Lovely Maia bears the wind.
(Yes, she’s grey, but most of the grey you’re seeing is mud!)

This pic was taken Wednesday, the last truly terrible day of wind (so far, I hope). Though Corazon doesn’t look too battered in this single still image, I assure you, the wind WAS battering – as shown by the dust partially obscuring McKenna Peak and Temple Butte in the background.

Seneca, like all the rest of us, is really, really, REALLY tired of the wind.
We’ll want some breeze when the atmosphere grows still, and the gnats start to swarm and the heat starts to overwhelm. … But right now? We are so over the gale-force winds that suck out the moisture we don’t even have to give and fill our sky with dust.

A little late-day excitement as a stallion keeps his mare away from another stallion.
Can’t go wrong with that glow … or that background … or those mustangs! 🙂

To all the mothers and motherly ones out there whom we love and who inspire us to care for each other and be kind. 🙂
Happy Mother’s Day, especially to my mom: I love you! 🙂

This wonderful sight greeted me the other day as I drove into Spring Creek Basin and gave me a face-stretching grin right from the beginning.
I tie the look-at-me flagging to this sign every autumn right before third rifle season in an attempt to remind the hordes that off-road travel is verboten in the basin (throughout Disappointment Valley, as numerous signs warn). But the flagging is relevant year-round, also, particularly, in the spring when people emerge from winter hibernation and flock to the backcountry (for recreation as well as to hunt “sheds” – antlers shed by mule deer and elk – that can go for big bucks).

Neither the flagging nor the signs are a complete deterrent (as some folks “helpfully” remind me, people need to be able to read …), and every fall and spring (particularly), I find tracks of vehicles that have gone off the road and up and down broad arroyos.
Contaminates in the waterways, destruction of vulnerable seeps, crushing of vegetation that may take years – if ever – to recover. Those are just some of the reasons we want people to stick to the established roads and OFF the rest of the sensitive areas.
Most people are good visitors, I’m happy to say. There are always those who don’t care or believe they can go wherever they want to go because they’re in a vehicle that *can* take them there and/or are too lazy to get off/out of their buggies and walk 30 yards (or so) to look over a ridge or examine our water catchments. But the majority are respectful, and for that, I’m grateful.

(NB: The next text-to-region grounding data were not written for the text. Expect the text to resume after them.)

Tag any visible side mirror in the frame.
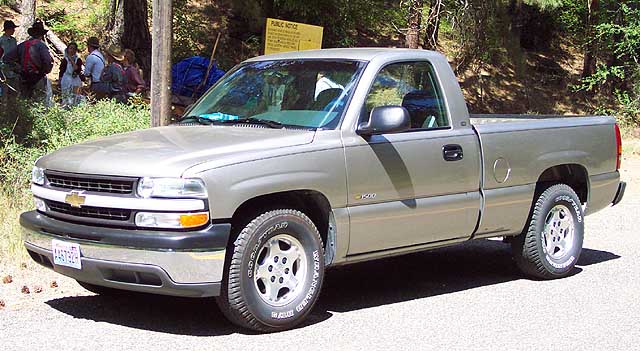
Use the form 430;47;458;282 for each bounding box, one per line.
357;106;411;136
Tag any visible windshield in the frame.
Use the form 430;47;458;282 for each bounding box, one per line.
186;60;366;129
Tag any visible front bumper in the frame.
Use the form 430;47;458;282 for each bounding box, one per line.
20;211;230;297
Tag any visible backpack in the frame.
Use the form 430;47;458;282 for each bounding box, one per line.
20;39;45;87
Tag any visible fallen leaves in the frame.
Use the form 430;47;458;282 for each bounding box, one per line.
50;281;58;288
21;285;30;294
2;275;12;284
0;299;5;309
33;285;43;294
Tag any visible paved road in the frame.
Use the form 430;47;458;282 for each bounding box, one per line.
2;173;638;350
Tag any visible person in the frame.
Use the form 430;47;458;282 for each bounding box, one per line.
0;20;19;102
4;20;53;99
315;71;343;99
58;42;84;106
0;20;18;61
122;49;145;95
83;36;105;90
91;45;126;103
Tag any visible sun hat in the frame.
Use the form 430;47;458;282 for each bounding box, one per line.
3;20;18;31
105;45;125;62
27;20;47;37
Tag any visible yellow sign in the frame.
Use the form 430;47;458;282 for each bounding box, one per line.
264;18;323;55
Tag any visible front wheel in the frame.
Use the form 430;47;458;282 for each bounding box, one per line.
216;209;325;332
512;184;584;279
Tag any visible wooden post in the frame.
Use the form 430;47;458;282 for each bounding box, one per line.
151;0;172;127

This image is from the evening of May 4. I’m not sure whether it’s in far western Colorado or actually in Utah. Also not sure whether it’s a prescribed burn (I can’t imagine, in these dry, windy conditions …) or nature-caused … or from someone careless with fire in these dry, windy conditions.
People are out and about after winter “confinement” (which isn’t that terrible here in the hinterlands, so close to accessible desert regions!?).
I would have this message for all those I see camping and zooming up and down and around in their side-by-sides and other vehicles: Please be careful of what you leave in your wake. Some people and many more animals live in the places you choose to visit.

So pretty in the golden light – Piedra. The wind swirls the dust, and those particles diffuse the light – like the smoke will later – and makes for a lovely glow. Though I think we’d all like to have lighter breezes and much less dust.